Manaus (AM) – A deputada estadual Joana Darc (União Brasil) anunciou neste domingo (19) que sofreu uma nova perda gestacional. Em uma publicação nas redes sociais, a parlamentar compartilhou o momento de luto, agradeceu o apoio recebido em ocasiões anteriores e pediu respeito, compreensão e orações para ela e sua família.

Hoje, compartilho com vocês uma dor que tem sido muito difícil de enfrentar. Infelizmente, vivi mais uma perda gestacional. É um momento de profundo luto, de muitas perguntas e de um vazio que as palavras não conseguem explicar.

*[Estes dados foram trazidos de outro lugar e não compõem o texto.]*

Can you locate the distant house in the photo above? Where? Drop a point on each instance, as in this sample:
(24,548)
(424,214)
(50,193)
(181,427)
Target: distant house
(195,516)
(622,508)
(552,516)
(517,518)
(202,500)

Mas, acima de tudo, escolho confiar que Deus sabe de todas as coisas“, escreveu.

Deputada falou sobre dor e esperança

Na mensagem, Joana Darc afirmou que encontrou força nos relatos de outras mulheres que também enfrentaram perdas gestacionais e destacou a importância do acolhimento nesse momento.

“Depois da primeira perda, fui abraçada por tantas mulheres que também viveram essa mesma dor. Suas histórias me fortaleceram e me mostraram que nenhuma de nós precisa passar por isso sozinha.”

A parlamentar também deixou uma mensagem de apoio para mulheres que passaram pela mesma experiência.

“Se você também enfrenta ou já enfrentou esse momento, receba o meu abraço. Que Deus fortaleça o nosso coração e renove a nossa esperança, um dia de cada vez.”

Agradecimento à família

Joana Darc também agradeceu ao marido, Aldenor Lima, e aos filhos Joaquim e Ana, a quem chamou de seu “porto seguro” durante o momento de dor.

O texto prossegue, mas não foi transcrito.